Threads are often mixed with the term Light Weight Processes or LWPs.
The reason dates back to those times when Linux supported threads at
user level only. This means that even a multi-threaded application was
viewed by kernel as a single process only. This posed big challenges
for the library that managed these user level threads because it had
to take care of cases that a thread execution did not hinder if any
other thread issued a blocking call.
Later on the implementation changed and processes were attached to
each thread so that kernel can take care of them. But, as discussed
earlier, Linux kernel does not see them as threads, each thread is
viewed as a process inside kernel. These processes are known as light
weight processes.
The main difference between a light weight process (LWP) and a normal
process is that LWPs share the same address space and other resources like
open files etc. As some resources are shared so these processes are
considered to be light weight as compared to other normal processes
and hence the name light weight processes.
So, effectively we can say that threads and light weight processes are
the same. It’s just that thread is a term that is used at user level while
light weight process is a term used at kernel level.
From implementation point of view, threads are created using functions
exposed by POSIX compliant pthread library in Linux. Internally, the
clone() function is used to create a normal as well as a light weight
process. This means that to create a normal process fork() is used
that further calls clone() with appropriate arguments while to create
a thread or LWP, a function from pthread library calls clone() with
relevant flags. So, the main difference is generated by using
different flags that can be passed to clone() function.
Read more about fork() and clone() on their respective man pages.
How are User-level threads mapped to Kernel-level threads?
It varies by implementation. The three most common threading models are:
1-to-1: Each user-level thread has a corresponding entity that is scheduled by the kernel.
n-to-1: Each process is scheduled by the kernel. Thread scheduling takes place entirely in user space.
n-to-m: Each process has a pool of entities that are scheduled by the kernel. These are assigned to run particular user-level threads by a user-space scheduler that is part of the process.
Modern implementations are almost all 1-to-1.
There's a bit of confusion about the terminology used for referring to ULTs and KLTs.

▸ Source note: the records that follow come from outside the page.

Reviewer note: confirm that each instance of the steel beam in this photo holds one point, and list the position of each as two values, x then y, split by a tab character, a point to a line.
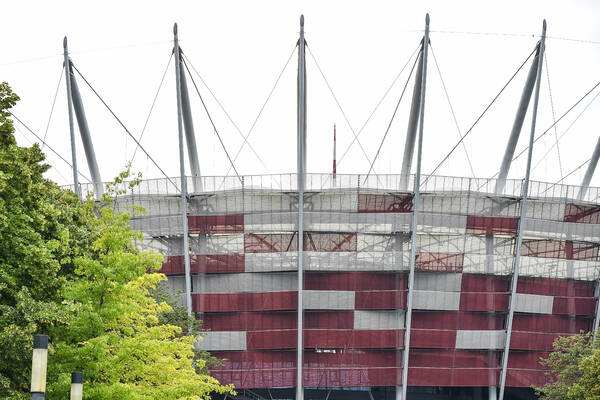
411	131
518	124
301	161
86	138
415	220
589	172
184	221
190	136
515	277
597	316
67	66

Following are the two different interpretations. Please correct me if I got this wrong:
KLTs are needed to achieve concurrency in the kernel (Note the interpretation of Kernel as a Process or a live entity). This is true about Micro kernels like Symbian, where a kernel thread is responsible for every hardware resource of the system (e.g File Server, Location Server, Calendar Server, etc). However, in a kernel like Linux, which is mostly a library (and not a process or a living entity on its own), there's really no meaning for Kernel threads. In Linux, every thread you create is treated by the Kernel as a process and Kernel always runs either in the Process context or the Interrupt context.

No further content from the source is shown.